You blink hard, breath catching somewhere between your lungs and your ribs.
“I’d check my phone,” he continues. “At night. In the morning. In the middle of conversations. I’d look out the window like maybe you’d just… show up. Like the universe owed me one more shot. One more chance to fix the thing I broke when I walked away from the one person who ever made me feel like home.”
You can’t stop crying now. Quiet tears. The kind that come when there’s nothing left to scream.
“I hated you,” you whisper. “I hated you for a long time.”

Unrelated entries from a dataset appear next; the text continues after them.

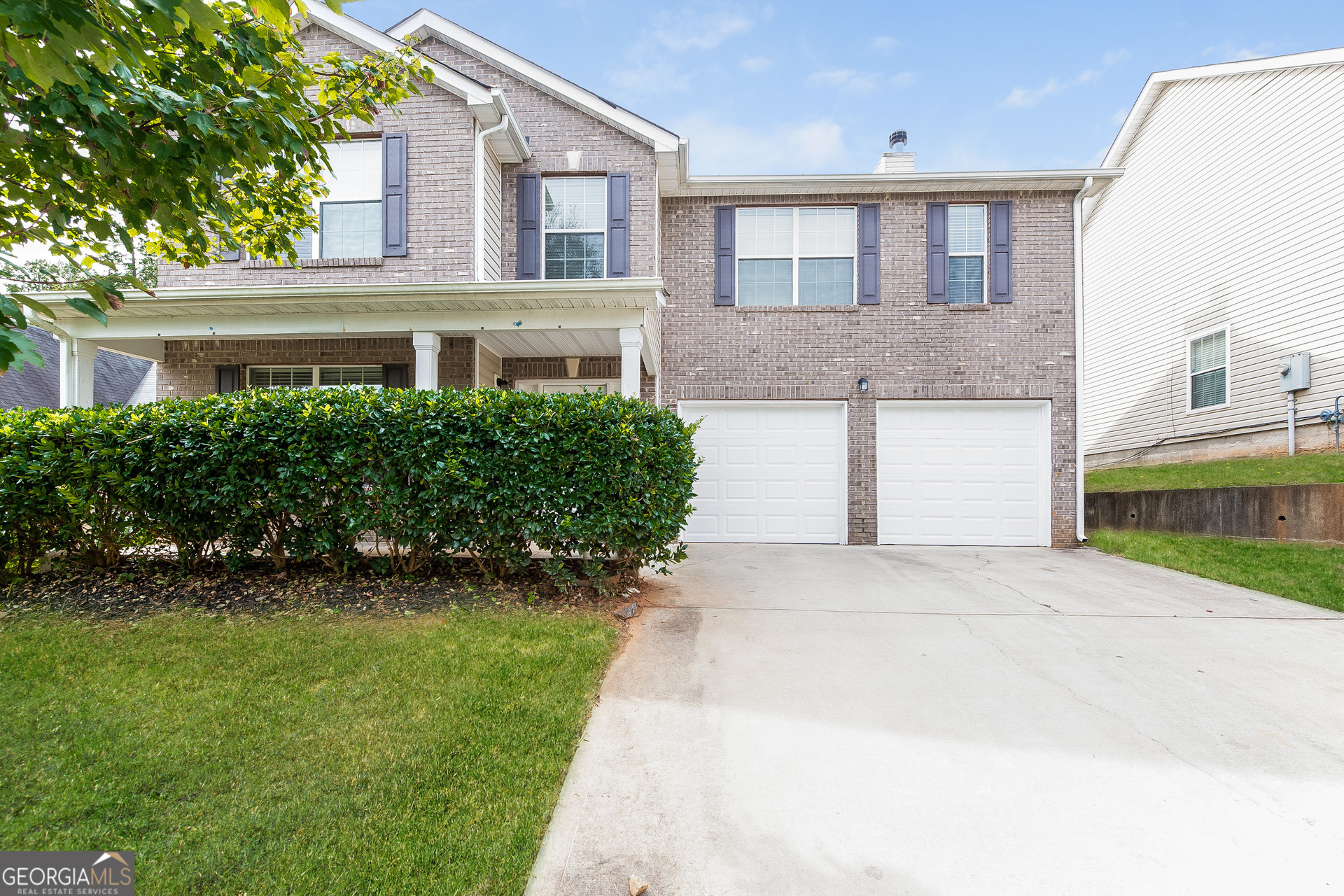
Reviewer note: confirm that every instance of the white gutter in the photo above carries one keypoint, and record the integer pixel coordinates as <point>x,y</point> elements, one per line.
<point>1079,498</point>
<point>480,192</point>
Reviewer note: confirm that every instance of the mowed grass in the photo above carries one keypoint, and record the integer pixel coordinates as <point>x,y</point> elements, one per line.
<point>1211,475</point>
<point>1308,573</point>
<point>289,755</point>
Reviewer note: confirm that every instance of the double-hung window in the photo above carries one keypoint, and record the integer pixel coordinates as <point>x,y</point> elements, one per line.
<point>796,255</point>
<point>351,216</point>
<point>574,211</point>
<point>967,254</point>
<point>308,377</point>
<point>1209,371</point>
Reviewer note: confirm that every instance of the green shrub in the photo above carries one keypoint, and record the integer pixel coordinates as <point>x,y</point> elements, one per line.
<point>304,473</point>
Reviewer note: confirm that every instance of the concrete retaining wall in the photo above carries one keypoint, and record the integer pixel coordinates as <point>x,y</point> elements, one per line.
<point>1282,512</point>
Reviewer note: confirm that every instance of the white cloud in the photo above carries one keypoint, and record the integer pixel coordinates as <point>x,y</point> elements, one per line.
<point>1025,99</point>
<point>844,80</point>
<point>699,30</point>
<point>733,149</point>
<point>1228,51</point>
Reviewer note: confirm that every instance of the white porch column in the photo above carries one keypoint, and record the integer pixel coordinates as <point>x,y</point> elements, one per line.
<point>426,359</point>
<point>632,340</point>
<point>77,356</point>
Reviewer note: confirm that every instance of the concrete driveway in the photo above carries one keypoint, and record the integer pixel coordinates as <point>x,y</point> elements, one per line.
<point>958,720</point>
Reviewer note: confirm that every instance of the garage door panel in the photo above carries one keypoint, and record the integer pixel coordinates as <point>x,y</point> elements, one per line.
<point>781,477</point>
<point>962,473</point>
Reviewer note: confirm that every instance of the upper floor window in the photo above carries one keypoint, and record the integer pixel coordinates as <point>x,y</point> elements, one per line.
<point>351,216</point>
<point>967,254</point>
<point>1209,371</point>
<point>796,255</point>
<point>574,222</point>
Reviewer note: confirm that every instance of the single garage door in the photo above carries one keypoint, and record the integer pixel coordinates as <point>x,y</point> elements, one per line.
<point>964,473</point>
<point>769,472</point>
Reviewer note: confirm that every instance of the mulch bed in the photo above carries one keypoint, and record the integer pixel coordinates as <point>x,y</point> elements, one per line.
<point>146,586</point>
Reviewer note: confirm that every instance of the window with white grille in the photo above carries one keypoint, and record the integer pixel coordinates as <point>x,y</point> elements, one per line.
<point>1209,371</point>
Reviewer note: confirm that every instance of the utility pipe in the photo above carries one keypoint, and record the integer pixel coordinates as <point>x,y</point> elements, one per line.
<point>1078,352</point>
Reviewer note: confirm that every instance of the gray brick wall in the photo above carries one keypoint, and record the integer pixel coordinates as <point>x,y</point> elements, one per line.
<point>554,130</point>
<point>905,347</point>
<point>188,367</point>
<point>438,199</point>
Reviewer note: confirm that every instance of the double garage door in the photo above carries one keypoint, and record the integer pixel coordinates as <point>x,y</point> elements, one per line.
<point>946,472</point>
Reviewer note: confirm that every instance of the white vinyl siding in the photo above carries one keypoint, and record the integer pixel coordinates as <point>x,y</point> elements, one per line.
<point>492,216</point>
<point>1261,216</point>
<point>796,255</point>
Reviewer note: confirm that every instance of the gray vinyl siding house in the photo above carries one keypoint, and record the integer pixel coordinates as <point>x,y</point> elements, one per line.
<point>882,358</point>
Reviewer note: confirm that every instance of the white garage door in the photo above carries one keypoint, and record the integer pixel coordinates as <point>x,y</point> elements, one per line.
<point>769,472</point>
<point>964,473</point>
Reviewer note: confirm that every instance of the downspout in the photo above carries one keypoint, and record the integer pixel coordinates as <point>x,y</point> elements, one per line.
<point>480,194</point>
<point>1079,498</point>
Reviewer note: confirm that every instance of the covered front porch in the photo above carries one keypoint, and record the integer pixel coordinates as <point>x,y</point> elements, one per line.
<point>545,336</point>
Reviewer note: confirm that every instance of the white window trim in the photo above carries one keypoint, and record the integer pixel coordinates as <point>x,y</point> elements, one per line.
<point>613,387</point>
<point>983,254</point>
<point>854,257</point>
<point>316,368</point>
<point>603,230</point>
<point>1227,370</point>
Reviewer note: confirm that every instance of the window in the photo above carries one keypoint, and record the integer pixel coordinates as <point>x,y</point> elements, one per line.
<point>351,216</point>
<point>574,213</point>
<point>796,255</point>
<point>308,377</point>
<point>1209,371</point>
<point>965,254</point>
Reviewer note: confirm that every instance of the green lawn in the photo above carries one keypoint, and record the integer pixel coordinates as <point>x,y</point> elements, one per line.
<point>1308,573</point>
<point>1265,470</point>
<point>298,755</point>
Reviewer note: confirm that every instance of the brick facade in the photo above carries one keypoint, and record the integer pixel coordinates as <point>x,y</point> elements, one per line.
<point>904,347</point>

He nods, eyes on yours. “So did I.”
And somehow, that’s what softens you.
Because you can’t hate him through this. You can’t pretend this version of him isn’t bleeding too.
You exhale shakily. “I don’t know if I can do this again.”
“I’m not asking you to,” he says, “Not all at once. Just… let me sit with you. Let me hold space. Let me remind you who I was—who I could be—if you let me stay this time.”
And god help you—some fragile, tired, still-broken part of you wants to believe him.
“If I say yes... if I let you in again...”
He waits. Doesn’t breathe.
“You don’t get to leave next time,” you whisper. “Not without looking me in the eye.”
Jack nods.
“I won’t.”
You reach for his hand. Lace your fingers together.And for the first time since everything shattered—You let yourself believe he might stay.